Here, we think of covariate-shift as a difference in $p(\mb{X})$ i.e. the distribution of feature-vectors, between the source $\mc{D}_S$ and target $\mc{D}_T$ distributions, with the conditional label distribution $p(Y\mid\mb{X})$ being the same on $\mc{D}_S$ and $\mc{D}_T$. We call this \emph{covariate-shifted hybrid LLP} in which the goal is to leverage the full supervision on the source as well as the bag-level supervision on the target to train better instance-label predictors on the target distribution. 

 Previous works \citep{Domain-Adaption-AC,Li-Culotta} studied the case where the source training data was aggregated into bags whose bag-labels are available, while the training data from the target distribution is completely unsupervised.
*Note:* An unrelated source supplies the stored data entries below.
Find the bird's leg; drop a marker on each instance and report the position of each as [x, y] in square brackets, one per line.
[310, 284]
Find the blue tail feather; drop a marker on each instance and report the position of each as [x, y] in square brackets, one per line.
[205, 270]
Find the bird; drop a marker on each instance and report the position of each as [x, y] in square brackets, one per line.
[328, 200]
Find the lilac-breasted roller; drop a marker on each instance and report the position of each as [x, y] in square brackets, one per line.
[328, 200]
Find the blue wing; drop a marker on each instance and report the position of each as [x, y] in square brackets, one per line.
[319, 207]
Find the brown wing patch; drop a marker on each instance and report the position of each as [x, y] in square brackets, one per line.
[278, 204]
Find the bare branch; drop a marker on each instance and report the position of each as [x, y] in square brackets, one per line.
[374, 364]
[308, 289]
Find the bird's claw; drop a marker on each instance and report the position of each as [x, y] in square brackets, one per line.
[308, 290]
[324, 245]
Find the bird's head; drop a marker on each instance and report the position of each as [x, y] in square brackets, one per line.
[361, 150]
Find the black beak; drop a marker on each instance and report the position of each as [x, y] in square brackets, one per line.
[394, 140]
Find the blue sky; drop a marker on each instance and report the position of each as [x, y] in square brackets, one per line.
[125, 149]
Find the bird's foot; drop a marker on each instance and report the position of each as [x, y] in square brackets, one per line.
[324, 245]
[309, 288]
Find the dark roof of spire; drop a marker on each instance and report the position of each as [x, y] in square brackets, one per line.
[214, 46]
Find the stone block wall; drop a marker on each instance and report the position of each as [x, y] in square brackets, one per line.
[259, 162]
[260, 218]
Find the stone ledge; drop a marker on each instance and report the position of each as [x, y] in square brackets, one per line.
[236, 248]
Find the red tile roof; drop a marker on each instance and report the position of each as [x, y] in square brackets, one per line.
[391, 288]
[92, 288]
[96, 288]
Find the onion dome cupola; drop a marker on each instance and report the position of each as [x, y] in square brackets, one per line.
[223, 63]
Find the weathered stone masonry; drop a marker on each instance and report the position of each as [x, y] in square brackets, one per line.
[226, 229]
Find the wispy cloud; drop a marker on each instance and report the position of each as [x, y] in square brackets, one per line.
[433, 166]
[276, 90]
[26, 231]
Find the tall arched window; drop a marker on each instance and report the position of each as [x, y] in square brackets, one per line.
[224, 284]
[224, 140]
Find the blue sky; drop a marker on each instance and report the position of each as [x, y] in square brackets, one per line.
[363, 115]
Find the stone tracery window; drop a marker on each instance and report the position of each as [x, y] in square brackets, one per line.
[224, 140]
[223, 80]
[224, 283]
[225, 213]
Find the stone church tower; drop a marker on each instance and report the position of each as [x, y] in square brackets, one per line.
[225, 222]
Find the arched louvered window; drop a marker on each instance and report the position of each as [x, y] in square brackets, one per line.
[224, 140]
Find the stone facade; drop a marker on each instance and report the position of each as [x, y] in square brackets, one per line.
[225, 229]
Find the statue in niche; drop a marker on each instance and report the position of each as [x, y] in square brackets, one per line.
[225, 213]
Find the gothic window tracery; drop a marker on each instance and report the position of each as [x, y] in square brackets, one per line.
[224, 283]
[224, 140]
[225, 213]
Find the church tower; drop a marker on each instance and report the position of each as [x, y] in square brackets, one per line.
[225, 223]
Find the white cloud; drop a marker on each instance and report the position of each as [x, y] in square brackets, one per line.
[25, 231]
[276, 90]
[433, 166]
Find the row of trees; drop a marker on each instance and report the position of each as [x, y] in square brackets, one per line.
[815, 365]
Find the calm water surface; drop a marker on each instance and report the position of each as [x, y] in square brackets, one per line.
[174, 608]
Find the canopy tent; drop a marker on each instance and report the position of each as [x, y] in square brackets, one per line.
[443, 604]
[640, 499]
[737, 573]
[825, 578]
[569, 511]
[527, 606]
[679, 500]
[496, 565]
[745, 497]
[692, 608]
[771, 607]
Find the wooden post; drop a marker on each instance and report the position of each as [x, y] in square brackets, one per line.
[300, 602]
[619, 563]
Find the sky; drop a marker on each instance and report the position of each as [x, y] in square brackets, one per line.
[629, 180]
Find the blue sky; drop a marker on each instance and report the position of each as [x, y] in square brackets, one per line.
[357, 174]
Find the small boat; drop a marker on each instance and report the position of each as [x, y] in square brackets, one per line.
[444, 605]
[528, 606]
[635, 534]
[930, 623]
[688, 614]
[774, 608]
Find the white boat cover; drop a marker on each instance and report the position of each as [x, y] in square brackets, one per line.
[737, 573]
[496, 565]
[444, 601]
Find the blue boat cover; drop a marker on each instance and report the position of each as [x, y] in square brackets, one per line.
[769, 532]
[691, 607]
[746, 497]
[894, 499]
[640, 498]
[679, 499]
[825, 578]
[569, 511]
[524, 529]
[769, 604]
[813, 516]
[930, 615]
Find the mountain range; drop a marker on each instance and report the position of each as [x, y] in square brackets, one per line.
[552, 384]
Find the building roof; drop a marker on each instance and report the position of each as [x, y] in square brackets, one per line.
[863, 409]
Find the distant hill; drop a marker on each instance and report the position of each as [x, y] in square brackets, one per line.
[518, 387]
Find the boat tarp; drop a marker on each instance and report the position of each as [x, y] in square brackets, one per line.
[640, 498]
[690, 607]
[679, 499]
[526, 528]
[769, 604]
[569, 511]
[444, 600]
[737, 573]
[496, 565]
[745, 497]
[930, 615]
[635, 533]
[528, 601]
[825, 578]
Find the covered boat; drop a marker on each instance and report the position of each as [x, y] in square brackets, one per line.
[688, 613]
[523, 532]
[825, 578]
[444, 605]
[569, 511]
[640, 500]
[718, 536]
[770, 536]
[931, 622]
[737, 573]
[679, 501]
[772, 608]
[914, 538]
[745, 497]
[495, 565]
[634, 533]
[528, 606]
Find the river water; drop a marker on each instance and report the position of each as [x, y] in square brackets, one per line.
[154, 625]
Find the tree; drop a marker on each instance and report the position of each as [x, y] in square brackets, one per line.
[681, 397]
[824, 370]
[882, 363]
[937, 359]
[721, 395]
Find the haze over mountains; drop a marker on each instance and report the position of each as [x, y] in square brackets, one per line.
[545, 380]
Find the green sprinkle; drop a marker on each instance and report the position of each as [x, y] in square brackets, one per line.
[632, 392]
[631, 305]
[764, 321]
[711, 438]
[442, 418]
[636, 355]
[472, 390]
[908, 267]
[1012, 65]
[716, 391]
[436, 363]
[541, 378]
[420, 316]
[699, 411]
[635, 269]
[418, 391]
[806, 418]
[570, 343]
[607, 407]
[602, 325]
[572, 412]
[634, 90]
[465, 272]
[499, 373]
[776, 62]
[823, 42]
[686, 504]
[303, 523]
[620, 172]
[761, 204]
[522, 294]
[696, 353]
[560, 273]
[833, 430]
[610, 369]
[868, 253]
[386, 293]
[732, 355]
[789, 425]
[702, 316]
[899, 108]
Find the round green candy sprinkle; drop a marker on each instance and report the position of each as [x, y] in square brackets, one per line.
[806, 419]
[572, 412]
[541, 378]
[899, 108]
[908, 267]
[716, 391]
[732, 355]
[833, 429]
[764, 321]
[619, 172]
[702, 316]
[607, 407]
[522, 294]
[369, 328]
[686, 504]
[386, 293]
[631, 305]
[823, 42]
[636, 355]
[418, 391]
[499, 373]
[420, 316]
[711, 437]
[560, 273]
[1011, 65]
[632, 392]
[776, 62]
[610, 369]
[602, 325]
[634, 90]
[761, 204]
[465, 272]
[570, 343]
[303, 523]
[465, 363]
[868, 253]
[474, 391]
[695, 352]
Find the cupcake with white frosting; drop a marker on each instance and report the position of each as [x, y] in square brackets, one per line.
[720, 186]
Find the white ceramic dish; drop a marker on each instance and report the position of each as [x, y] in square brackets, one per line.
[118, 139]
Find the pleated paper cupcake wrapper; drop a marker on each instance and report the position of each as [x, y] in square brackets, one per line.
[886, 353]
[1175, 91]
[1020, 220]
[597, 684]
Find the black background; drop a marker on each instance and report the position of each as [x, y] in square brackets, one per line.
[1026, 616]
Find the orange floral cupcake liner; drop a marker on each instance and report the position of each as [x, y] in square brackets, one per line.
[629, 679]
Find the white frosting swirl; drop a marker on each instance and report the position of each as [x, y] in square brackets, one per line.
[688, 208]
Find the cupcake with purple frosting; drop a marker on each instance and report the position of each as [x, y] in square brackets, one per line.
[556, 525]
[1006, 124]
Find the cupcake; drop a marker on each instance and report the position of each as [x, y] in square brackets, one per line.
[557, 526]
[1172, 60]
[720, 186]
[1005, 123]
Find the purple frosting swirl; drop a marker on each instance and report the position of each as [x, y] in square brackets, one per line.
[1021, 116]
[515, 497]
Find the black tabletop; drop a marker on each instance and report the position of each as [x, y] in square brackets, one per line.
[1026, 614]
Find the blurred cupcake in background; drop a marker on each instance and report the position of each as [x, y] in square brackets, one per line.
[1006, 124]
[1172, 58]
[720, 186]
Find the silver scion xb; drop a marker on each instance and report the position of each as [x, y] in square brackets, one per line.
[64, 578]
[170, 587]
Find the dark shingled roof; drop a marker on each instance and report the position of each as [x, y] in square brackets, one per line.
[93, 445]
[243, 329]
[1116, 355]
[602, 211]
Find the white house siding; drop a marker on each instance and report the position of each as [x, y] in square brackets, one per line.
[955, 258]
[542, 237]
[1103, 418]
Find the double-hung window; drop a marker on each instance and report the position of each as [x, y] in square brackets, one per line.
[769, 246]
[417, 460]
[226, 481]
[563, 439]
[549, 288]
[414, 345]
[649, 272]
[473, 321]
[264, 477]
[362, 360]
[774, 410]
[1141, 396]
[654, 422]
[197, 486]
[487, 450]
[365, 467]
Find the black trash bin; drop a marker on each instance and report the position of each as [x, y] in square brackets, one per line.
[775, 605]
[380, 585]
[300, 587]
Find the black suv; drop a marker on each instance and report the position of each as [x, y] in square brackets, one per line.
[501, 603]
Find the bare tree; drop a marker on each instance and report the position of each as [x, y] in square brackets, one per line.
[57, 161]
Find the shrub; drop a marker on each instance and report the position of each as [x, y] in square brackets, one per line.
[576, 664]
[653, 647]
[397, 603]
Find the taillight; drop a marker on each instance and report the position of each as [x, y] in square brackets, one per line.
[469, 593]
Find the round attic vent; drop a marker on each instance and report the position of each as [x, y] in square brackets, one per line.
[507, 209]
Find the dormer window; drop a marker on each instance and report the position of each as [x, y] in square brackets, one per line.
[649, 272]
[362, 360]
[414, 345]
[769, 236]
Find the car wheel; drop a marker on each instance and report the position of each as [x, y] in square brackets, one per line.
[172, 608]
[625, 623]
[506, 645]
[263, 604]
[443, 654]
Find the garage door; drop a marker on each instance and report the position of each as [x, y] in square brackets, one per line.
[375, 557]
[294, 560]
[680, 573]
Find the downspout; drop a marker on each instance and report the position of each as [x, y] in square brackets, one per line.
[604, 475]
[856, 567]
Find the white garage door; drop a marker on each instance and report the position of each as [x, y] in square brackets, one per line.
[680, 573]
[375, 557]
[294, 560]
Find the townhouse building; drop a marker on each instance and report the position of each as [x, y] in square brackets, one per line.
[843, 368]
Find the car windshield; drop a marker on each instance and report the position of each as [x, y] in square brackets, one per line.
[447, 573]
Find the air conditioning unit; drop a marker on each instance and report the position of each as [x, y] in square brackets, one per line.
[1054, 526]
The work of \cite{Domain-Adaption-AC} gave a \emph{self-training} based approach where the model trained on the source data is used to predict bag-labels on the unsupervised target train-set from which a subset of the most confidently labeled bags are used (along with the source data) to retrain the predictor. The more recent work of \cite{Li-Culotta} proposed solutions directly applying domain adversarial neural-network (DANN) methods in which apart from minimizing the bag-level loss on the source data, an unsupervised domain prediction loss is \emph{maximized} to ensure that the predictor is domain-independent. %

The works of  \cite{Domain-Adaption-AC}, and \cite{Li-Culotta} as well as standard domain adaptation methods (e.g. \cite{long2015learning}) can be applied to our setting by simply ignoring the bag-labels of the target train-set, and treating the labeled instances in the source data as bags of size $1$.  Note however that these approaches discard the informative signal from the target bag-labels and are thus likely to degrade the predictive performance. 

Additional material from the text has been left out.